Interest rates will need to rise "relatively soon", Bank of England rate setter Martin Weale has said.
The hawkish member of the BoE's monetary policy committee (MPC) has said inflation is likely to rise above the central bank's two per cent inflation target "in two to three years' time", which needs to be reflected in policy now.
Weale is the second BoE official in as many days to point to a rate rise. Fellow member of the nine-strong MPC, Kristin Forbes, said on Friday rates will rise sooner rather than later, because the appreciation of sterling may be less of a drag on inflation and import prices than first thought.

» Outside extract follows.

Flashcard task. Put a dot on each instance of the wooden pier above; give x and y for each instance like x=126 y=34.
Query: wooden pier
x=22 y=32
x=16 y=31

Now Weale has said wage growth - citing Sainsbury's four per cent pay rise for workers and an increase of the National Minimum Wage as examples - and faster productivity growth signal inflation will rise, writing in the Scotland on Sunday newspaper.
"If we were to delay raising rates until the probability of a subsequent reduction seemed extremely low, we would almost certainly have waited too long, and would risk letting inflation drift significantly beyond our two per cent target," he warned, saying that the bank was in a position to reverse a rise if the economic uncertainty increased.
"Any decision to vote to change bank rate will be made on the basis of the balance of risks, but with the comfort that, if subsequent developments mean that any increase needs to be reversed, that can be done."
The MPC voted on Thursday 8-1 to hold interest rates at 0.5 per cent in September, in light of uncertainty over the impact of China's slowdown.